Monday 31 March 2008

Colourful Monday

Blue is the sky on Monday morning 7.50 am, not a cloud in sight.


The autumn sky is a clear blue, the air is already a bit crisp....beautiful!


Coleus, self sown....


Spring green fern emerging...





Easy to grow Bromeliads, Neoregelia shows her deep pink colour now....





Night blooming Succulent, flowers on and off through summer and autumn. The photos must be taken early in the morning.





Yesterday I saw a myriad of these little yellow dancers. I could only catch one...





Bromeliad, this Billbergia flowers now. The flowers are short lived but very showy.






Bromeliad, this one I use to plant borders.



Neoregelia has settled in the root fork of a Paperbark.


This Bromeliad is called Orchid, probably for the colour.





Native Cassia is a bit of a weed, a beautiful weed! Even the leaves have subtle surroundings of gold.



Green Thoughts!

I garden in a warm climate. Before I gardened in Switzerland with long winters and short summers. Now with the help of blotanical I can follow many cold climate gardeners. I feel with them, their anticipation to see the first signs of life in their gardens emerging from the earth . Small pointy, green tips looking forward to embrace sun, wind and soft rain. Quickly they develop into amazing plants in shapes and colours, the best nature can produce. What a feast for the eyes. Everything goes well, spring is emerging in all corners, the birds are back from warmer regions where they have spend the winter. Suddenly a cold spell, it snows and everything is cold and white again. One would think, the laments are beginning. Wrong. Photos are posted from all over the world with amazing, beautiful scenes. Golden Daffodils wearing little white, knitted hats of snow. Crocus sitting in the snow proudly displaying their stripes and grandly dismissing their cold feet. Shrubs, trees and fields once more covered in a snowy blanket.That's what gardening is all about always making the best of any situation. Because every gardener knows setbacks happen but are quickly overcome by progress which the garden shows on its best days.
I remember two disasters in my warm climate gardens. I think it was in 1983. In spring I had planted many Hawaiian Hibiscus with their amazing range of colours and size of flowers. they were then my main theme in the garden. The following winter was extraordinarily cold. They all succumbed to the frost.

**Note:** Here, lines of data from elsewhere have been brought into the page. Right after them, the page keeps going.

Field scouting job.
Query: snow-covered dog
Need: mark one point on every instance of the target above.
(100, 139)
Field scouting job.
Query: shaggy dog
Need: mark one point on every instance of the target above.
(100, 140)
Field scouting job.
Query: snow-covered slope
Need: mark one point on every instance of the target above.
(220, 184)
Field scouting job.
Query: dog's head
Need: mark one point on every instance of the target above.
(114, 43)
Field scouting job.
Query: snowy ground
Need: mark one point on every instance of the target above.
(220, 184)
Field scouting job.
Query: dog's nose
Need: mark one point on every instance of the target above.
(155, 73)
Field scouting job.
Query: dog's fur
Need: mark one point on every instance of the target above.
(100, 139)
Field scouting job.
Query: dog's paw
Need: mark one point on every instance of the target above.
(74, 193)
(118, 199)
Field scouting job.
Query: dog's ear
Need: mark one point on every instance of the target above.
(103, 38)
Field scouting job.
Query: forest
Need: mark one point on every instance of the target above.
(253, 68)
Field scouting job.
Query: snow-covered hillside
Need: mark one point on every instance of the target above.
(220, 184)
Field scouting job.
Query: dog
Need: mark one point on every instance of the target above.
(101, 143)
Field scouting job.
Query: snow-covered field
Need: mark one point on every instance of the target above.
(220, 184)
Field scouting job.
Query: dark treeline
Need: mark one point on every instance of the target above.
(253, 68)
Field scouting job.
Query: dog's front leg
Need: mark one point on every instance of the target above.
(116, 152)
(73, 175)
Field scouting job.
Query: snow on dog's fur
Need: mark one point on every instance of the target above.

I had to cut them down to the roots. A few recovered, but most of them died.
The most I fear in my warm climate garden is hail storms. I was lucky, I didn't have to many disasters. One I remember vividly. My vegetable garden was looking great, beans were nearly ready to harvest, melons grew fat and round. Everything looked healthy and growing well. One afternoon a storm was brewing. The sky took on that particular colour, a greenish-grey which I feared. The rain started and then I heard a few bumps on our tin roof . Suddenly like an explosion, hail, not small pellets, Golf balls or bigger pelted onto the roof. The noise was ear-splitting. It went on only for about 5 minutes. When I emerged from the house I saw a disaster zone. Trees were stripped of their leaves and my vegetable garden was flattened, nothing survived. Trees and shrubs recover in a short time, they grow new leaves and flowers. Where I garden now, since 20 years, I saw a few bad hailstorms brewing, but my garden was so far never touched.





Believe it or not:

Sweet flowers are slow and weeds make haste.

William Shakespeare


4 comments:

Marie said...

What a great post! Beautiful flowers!

We can swim in the lakes and the sea here in the summer when it's warm. The water you see in front of my house is a sound (small fjord), it's the osean.

The orange flower on my post is a Trollius chinesis.

Lavender and Vanilla Friends of the Gardens said...

Marie, thank you for your nice comment; Yes, I will have a "virtual scroll" around that small fjord and admire your Trollius.

Kerri said...

Your garden seems never ending with all those beautiful plants. Do you have a very large yard, Trudi?
I've never seen a hailstorm like that, thank heavens. We've had them in our area, but thankfully none have fallen on our gardens that did damage like yours.
It's so fascinating, isn't it, keeping track of gardens and weather all over the world? There's so much beauty in all kinds of weather.....except the disasterous kind!

Lavender and Vanilla Friends of the Gardens said...

Yes Kerri you are right, every season has its beauty and I think in the cold climate it's more pronounced than in a warm climate.
Where we are now I think we are fairly protected. Do you know the Currumbin Valley in South Eastern Queensland? It is quite hilly and about 20 km long ending in a big Nationalpark.Kerri, our garden is about 1 1/4acres.